Monday, December 21, 2009 | 11:01 AM
Labels: five questions
In the past few months, American Apparel has run several campaigns on YouTube to promote some of the company's lesser-known lines, from swimwear to kids clothing. Our personal favorite is a campaign they recently ran targeted to pet content on YouTube -- including the famous (or maybe infamous) "Skateboarding Dog" video.
In this interview, Ryan Holiday, Marketing and Web Strategist at American Apparel, talked to us about the company's overall marketing goals, the importance of being playful, and, of course, dogs on skateboards.
1. Why did you want to target American Apparel ads to videos of dogs on skateboards?
It started when we were looking for dance websites and it turned out that there weren't that many -- at least ones that fit our audience. But there are a lot of great dance videos. Awesome ones, actually. So we started designing ads for the American Apparel DANCE line and targeted them to our favorite ballet, aerobics and dance videos. At the same time, we realized that a lot of people don't know that you can buy American Apparel for your pet because it's a hard thing to advertise for, so we started looking for pet videos. "Skateboarding Dog" is obviously an iconic YouTube video, but there are so many other really cute pet ones out there. The same goes for videos like "Charlie Bit My Finger," which felt like a great place to introduce the American Apparel Kids line. Fun parents are the reason it got popular and that's what our line is about. Our Sesame Street shirts will hopefully go next to Sesame Street videos and so on.
2. How do you measure the success of this campaign?

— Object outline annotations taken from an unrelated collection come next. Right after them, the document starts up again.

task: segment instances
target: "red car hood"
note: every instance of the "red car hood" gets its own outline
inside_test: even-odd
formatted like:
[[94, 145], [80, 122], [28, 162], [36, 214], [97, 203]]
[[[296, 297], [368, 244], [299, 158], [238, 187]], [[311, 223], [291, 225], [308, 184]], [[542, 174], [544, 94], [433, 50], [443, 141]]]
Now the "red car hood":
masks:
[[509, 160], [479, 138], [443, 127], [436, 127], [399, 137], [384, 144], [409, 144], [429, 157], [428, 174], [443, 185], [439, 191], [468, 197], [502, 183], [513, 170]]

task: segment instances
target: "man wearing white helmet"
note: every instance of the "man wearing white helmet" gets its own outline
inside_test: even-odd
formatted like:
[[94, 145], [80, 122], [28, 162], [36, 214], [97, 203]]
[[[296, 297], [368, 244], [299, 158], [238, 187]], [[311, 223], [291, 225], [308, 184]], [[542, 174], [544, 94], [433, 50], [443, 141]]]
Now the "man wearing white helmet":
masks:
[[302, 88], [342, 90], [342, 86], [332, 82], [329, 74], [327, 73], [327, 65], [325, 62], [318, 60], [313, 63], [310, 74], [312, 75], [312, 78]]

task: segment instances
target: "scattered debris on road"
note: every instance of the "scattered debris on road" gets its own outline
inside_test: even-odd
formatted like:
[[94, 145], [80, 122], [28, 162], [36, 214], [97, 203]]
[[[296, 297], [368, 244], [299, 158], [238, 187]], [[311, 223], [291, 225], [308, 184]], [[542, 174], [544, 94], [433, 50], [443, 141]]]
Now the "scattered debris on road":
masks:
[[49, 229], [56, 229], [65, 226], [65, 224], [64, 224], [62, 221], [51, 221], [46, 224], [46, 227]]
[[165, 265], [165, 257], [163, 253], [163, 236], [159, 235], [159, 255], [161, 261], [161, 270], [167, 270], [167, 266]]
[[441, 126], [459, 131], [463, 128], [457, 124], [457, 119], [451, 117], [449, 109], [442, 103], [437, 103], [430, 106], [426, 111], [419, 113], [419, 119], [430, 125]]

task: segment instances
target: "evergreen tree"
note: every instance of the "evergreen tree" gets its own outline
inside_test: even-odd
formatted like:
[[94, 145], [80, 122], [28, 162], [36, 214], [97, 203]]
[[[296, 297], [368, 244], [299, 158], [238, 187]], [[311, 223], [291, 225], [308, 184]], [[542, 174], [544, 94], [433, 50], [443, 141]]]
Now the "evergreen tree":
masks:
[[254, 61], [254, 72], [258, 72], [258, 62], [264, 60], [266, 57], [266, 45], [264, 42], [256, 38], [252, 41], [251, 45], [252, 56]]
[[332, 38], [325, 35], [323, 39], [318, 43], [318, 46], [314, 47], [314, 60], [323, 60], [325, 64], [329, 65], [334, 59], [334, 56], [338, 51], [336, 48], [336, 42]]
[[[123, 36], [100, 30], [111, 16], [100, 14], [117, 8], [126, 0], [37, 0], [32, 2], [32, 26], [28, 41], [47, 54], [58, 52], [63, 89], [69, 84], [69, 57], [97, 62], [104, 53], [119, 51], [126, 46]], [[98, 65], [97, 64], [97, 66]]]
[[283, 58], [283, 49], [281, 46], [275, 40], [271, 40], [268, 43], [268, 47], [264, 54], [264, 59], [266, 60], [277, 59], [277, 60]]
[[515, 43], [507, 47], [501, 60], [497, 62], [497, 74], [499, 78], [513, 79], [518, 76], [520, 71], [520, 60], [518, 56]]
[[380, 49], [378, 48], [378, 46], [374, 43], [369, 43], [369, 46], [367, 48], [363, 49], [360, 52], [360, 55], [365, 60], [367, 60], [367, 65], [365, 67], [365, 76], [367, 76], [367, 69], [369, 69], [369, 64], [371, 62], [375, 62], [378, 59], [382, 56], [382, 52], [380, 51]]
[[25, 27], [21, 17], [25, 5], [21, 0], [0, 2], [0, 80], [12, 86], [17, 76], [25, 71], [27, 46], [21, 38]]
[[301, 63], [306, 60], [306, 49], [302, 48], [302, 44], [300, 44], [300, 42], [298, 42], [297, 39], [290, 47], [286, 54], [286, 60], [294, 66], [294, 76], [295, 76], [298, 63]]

AdWords lets you track view-through orders, so that's one metric. Considering that the alternatives are tactics like site retargeting or large network buys, or in this case children's or pet-owners' magazines, just being able to do advertising that is playful and appreciated by the people seeing it sort of makes it successful regardless.
3. What did you learn and how has it informed other campaigns you've run on YouTube?
You should be on the sites your employees and fans are on. The second we started picking YouTube videos, employees from all over the world began sending in links of videos they thought we should be on. Striking a nerve like that lets you know that you might have something special.
4. How does your YouTube campaign fit within your larger marketing strategy?
It fits into its own little pocket. You have marketing that is about a message or the brand, and you have marketing that pushes new products or events. This is something that's a combination of that. People on YouTube are looking to discover things and hopefully our ads help them do that.
5. What's your favorite YouTube video?
We're partial to the Larry Flynt deposition from the Falwell lawsuit.